How does Evolution work?

n order for traits to evolve and change, they MUST be heritable. This is one of the points that I definitely find to be of Lyell’s understanding. Darwin could not seem to find an understanding to how traits were passed on. But from Lyell’s beliefs, he finds that over a long course of time things change. Just like theis traits have been passed down and eventually changing over a long course of time, producing generation after generation. 
If the environment changes, the traits that are helpful or adaptive to that environment will be different. As Lyell in his theories, mentions that He found evidence for many rises and falls of sea level, volcanoes construct on top of much older rocks. Natural processes such as earthquakes and eruptions, which had been witnessed by humans, were enough to produce mountain ranges. Now only were valleys the work from huge floods but they slowly were the grinding from a intense force of wind and water. As the environments were changing by natural processes, traits that were adaptive lived in the surroundings. Lyell was a huge believer in environments naturally changing and how the world will slowly change, only those who could adapt would survive. Darwin must of found Lyell’s beliefs in this topic something he could grow from.

Darwin and Natural Selection: I do not find Charles Darwin’s theory on natural selection to be that connected with the work from Charles Lyell. Don’t get me wrong, I do think Charles Darwin would not have gotten this far in his work without knowing what Lyell did first, but I think Darwin’s thoughts on natural selection were stemmed from his thoughts on evolution in geology that came first. From the evolution of geology which Lyell thought took so long overtime, Darwin interpreted that to the idea of people evolving over time.

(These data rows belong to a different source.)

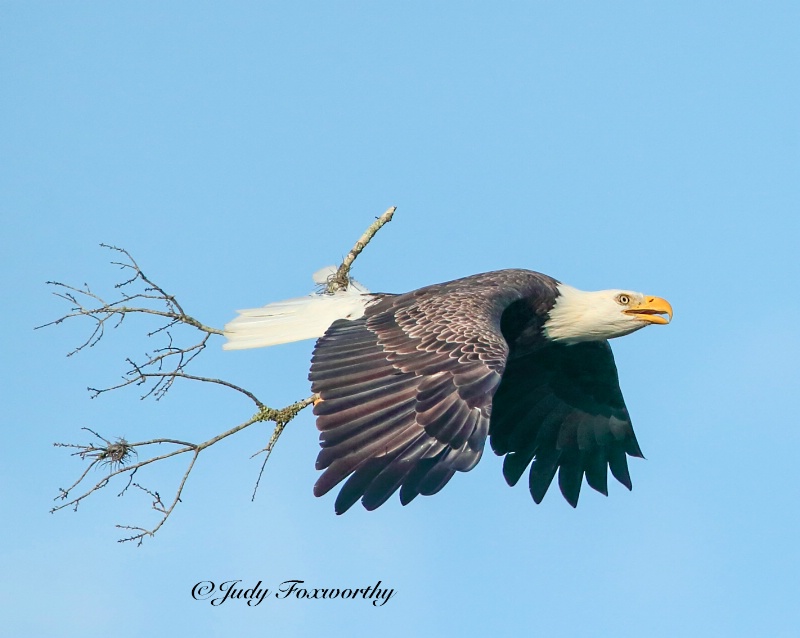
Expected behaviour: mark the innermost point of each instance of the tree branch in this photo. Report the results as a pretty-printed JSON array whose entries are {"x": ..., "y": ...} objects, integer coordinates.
[{"x": 140, "y": 295}]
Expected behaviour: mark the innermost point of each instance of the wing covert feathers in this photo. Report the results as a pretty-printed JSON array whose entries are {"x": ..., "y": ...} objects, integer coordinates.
[{"x": 411, "y": 389}]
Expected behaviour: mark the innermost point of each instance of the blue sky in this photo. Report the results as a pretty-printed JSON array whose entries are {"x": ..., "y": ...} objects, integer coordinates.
[{"x": 235, "y": 148}]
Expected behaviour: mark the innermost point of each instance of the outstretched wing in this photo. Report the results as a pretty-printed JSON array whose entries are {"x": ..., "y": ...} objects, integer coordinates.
[
  {"x": 561, "y": 407},
  {"x": 406, "y": 391}
]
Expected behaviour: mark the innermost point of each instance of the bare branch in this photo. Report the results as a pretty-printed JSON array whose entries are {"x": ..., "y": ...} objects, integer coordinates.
[
  {"x": 160, "y": 368},
  {"x": 341, "y": 279}
]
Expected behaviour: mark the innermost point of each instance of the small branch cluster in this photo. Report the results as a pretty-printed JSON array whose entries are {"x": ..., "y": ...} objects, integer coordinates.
[{"x": 120, "y": 458}]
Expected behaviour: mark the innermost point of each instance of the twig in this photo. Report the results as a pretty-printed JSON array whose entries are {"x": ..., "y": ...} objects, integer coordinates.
[
  {"x": 341, "y": 280},
  {"x": 162, "y": 367}
]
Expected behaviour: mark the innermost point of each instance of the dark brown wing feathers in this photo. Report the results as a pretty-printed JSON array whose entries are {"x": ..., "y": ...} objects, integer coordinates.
[{"x": 407, "y": 393}]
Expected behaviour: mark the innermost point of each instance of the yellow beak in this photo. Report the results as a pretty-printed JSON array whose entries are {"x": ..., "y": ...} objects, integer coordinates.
[{"x": 651, "y": 310}]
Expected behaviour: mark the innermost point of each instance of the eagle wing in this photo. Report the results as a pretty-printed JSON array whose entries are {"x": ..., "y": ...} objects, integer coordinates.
[
  {"x": 406, "y": 391},
  {"x": 561, "y": 408}
]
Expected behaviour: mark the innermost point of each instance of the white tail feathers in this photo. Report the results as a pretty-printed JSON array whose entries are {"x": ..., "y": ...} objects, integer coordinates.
[{"x": 296, "y": 319}]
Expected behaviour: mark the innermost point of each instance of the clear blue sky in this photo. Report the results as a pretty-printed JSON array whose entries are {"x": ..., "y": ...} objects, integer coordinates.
[{"x": 235, "y": 148}]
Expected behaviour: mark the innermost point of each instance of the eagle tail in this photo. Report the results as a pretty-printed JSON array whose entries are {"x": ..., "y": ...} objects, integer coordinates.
[{"x": 295, "y": 319}]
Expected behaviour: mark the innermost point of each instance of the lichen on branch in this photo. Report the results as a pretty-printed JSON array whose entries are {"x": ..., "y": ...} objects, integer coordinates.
[{"x": 156, "y": 371}]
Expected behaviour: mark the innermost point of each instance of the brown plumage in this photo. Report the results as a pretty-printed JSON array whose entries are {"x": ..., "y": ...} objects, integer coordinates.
[{"x": 411, "y": 390}]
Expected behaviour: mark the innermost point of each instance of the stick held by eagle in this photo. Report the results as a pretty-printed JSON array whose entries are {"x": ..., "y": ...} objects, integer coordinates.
[{"x": 412, "y": 385}]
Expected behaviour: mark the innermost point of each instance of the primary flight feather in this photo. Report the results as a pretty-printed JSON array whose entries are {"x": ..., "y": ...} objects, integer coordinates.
[{"x": 410, "y": 386}]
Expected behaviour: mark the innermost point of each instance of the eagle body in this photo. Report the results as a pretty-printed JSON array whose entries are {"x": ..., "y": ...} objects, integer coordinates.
[{"x": 410, "y": 386}]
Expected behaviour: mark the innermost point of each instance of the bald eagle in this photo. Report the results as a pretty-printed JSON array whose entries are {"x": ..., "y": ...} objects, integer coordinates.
[{"x": 411, "y": 385}]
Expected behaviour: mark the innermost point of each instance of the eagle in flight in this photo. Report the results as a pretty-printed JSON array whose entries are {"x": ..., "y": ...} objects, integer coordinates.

The church found that religion and science could never meet hand in hand. The book shaped a variety of religious responses at a time of altering ideas at this time. Developments in geology meant that there was little hostility based on a literal reading of Genesis, but defense of the argument from design and natural theology was central to debates over the book in the English speaking world. The church of English interpreted the idea of Natural Selection to be an instrument of God's design. Even though the book had hardly implied to human evolution, it rapidly became vital to the debate as psychological and moral qualities were seen as spiritual aspects of the irrelevant soul, and it was believed that animals did not have spiritual traits. This divergence could be submissive by supposing there was some supernatural intervention on the path leading to humans, or interpreting evolution as a decisive and progressive rise to mankind's position at the head of nature.